Release:2018, Vol. 4. №1
About the author:Ekaterina B. Zhulina, Cand. Sci. (Philol.), Associate Professor, Department of English, Faculty of Foreign Languages, St. Petersburg State University; email@example.com
This article interprets performative verbs within a new, holistic approach to the language as a person’s cognitive activity, focused on the most effective adaptation in a communicative situation with limited time. Therefore, the context of the situation becomes decisive when interpreting the system of linguistic symbols. Knowledge, reflected in the language, always comes from the observer, not from the speaker. The communicant’s choice of a particular word or form depends on his or her perception, since the knowledge, expressed in a language, is a person’s direct or indirect experience.

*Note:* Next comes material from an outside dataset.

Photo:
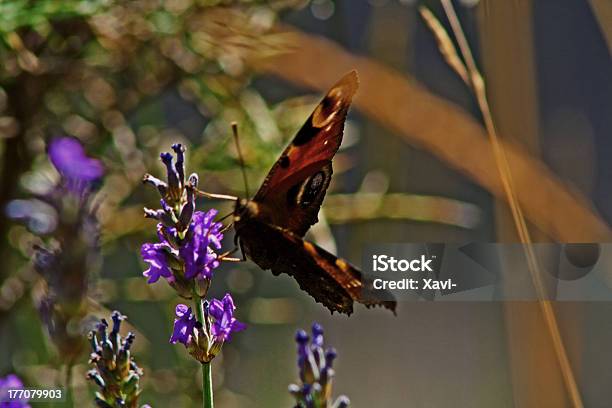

It seems that the performative verbs in the English language convey a person’s perception of the world and the description of two areas of their experience in a communicative situation with limited time. The main method of research includes cognitive analysis, suggesting that a speaker’s choice of the verb form depends on his or her perception of both the external environment and the personal internal state and processes. This article shows that these verbs (which constitute a full-fledged action, not a means of transferring meaning) describe two areas of the observer’s experience: the internal and external environment. The semantics of the verb does not play an important role.
The obtained data can be used in theoretical works on the biology of language, cognitive grammar, cognitive analysis of discourse, cognitive sociolinguistics, literary criticism, the theory of language personality among others, as well as in teaching English.